The yautja didn’t keep time the way humans did, but Noguchi knew they were close to the Hunt when the first ship docked to Shell. Just a few came aboard, all Blooded, but it was only the first; within hours, four more transports had paused long enough to discharge anywhere from two to seven Hunters, veterans all. It seemed that only Topknot’s trainees would be first Hunting; the rest had come for pleasure, which rein­forced what she’d already suspected—this was easily the biggest Hunt she’d seen, and she had to wonder if there was more than one queen populating whatever planet they’d be fighting on. For so many Hunters, the grounds would have to be seeded with hundreds.

After crying herself to sleep, Noguchi woke up un-

accountably refreshed and at ease. Soon, she knew that she’d have to make some hard decisions; she chose to enjoy the mood rather than question it. She’d dressed in one of her three onboard “outfits,” skimpy clothing she’d be embarrassed to wear anyplace but in the overhot Hunter environment—the bodysuit was Nylex, but still frayed after so much wear—and spent a few hours running through forms in the ship’s kehrite, training room. Yautja days were about thirty hours long, and they slept for just over a third of that period. The two or three quiet hours that she could claim for herself—excepting the handful of night workers, of course—were often the best of her day.

A quick rinse in cold basin water, a breakfast of s’pke, a kind of fruit stew, and the rest of the ship was awake.
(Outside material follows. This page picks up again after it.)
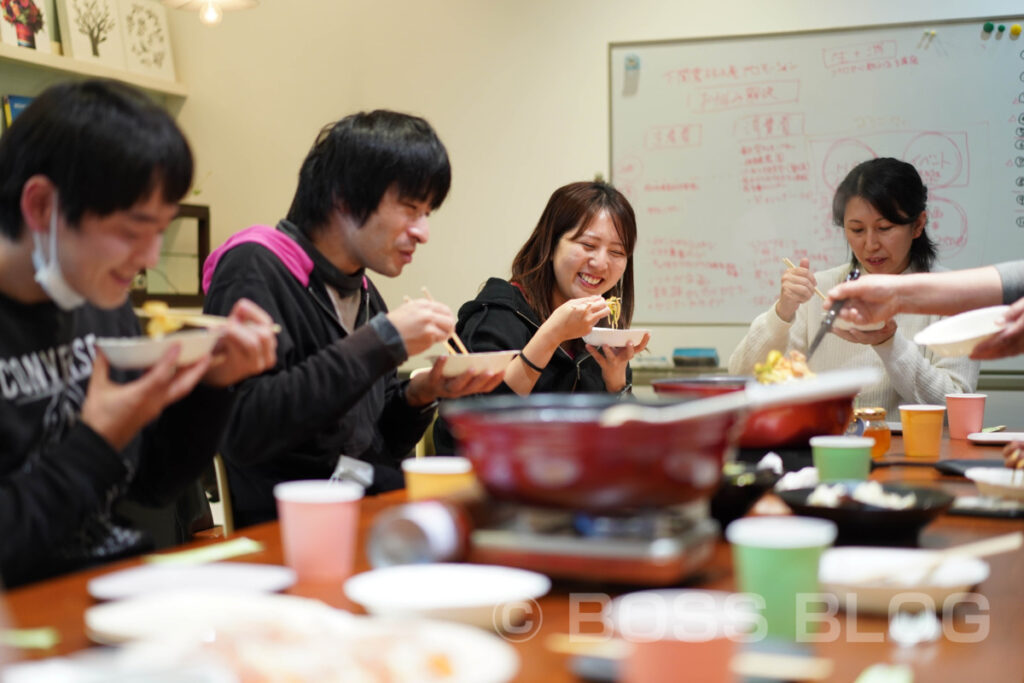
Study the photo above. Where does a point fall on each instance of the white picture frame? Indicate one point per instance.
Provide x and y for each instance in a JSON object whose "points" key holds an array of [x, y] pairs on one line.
{"points": [[146, 39], [40, 40], [90, 31]]}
Topknot didn’t call for training, another clue that the Hunt was near; he and the other Blooded were cleaning and readying weapons, testing audio loops— they wouldn’t need blending camo, what Noguchi had come to think of as the invisibility factor, since bugs didn’t have eyes—and marking out territories on a screen map.

Left to their own devices, the novices riled them­selves into a masculine lather, bragging, shoving, gen­erally acting like young males of any species. Noguchi spent most of the morning avoiding them; she hung around the ship’s docking connector in a corner of shadows, watching the visiting Hunters come aboard.

Tress and another unBlooded she hadn’t thought of a name for yet had been assigned to greet the visitors, directing them to wherever they wanted to go—the mess hall, the armory, “guest” quarters. Another series of metallic thumps at the lock told her that a fifth (or was it sixth?) ship had docked. Noguchi had just about decided to call the unnamed yautja “Sakana,” the Jap­anese word for “fish,” when Topknot suddenly ap­peared at the mouth of the tunnel back to the main part of the ship. Half a dozen novices trailed behind him, their speckled chests heaving with excitement.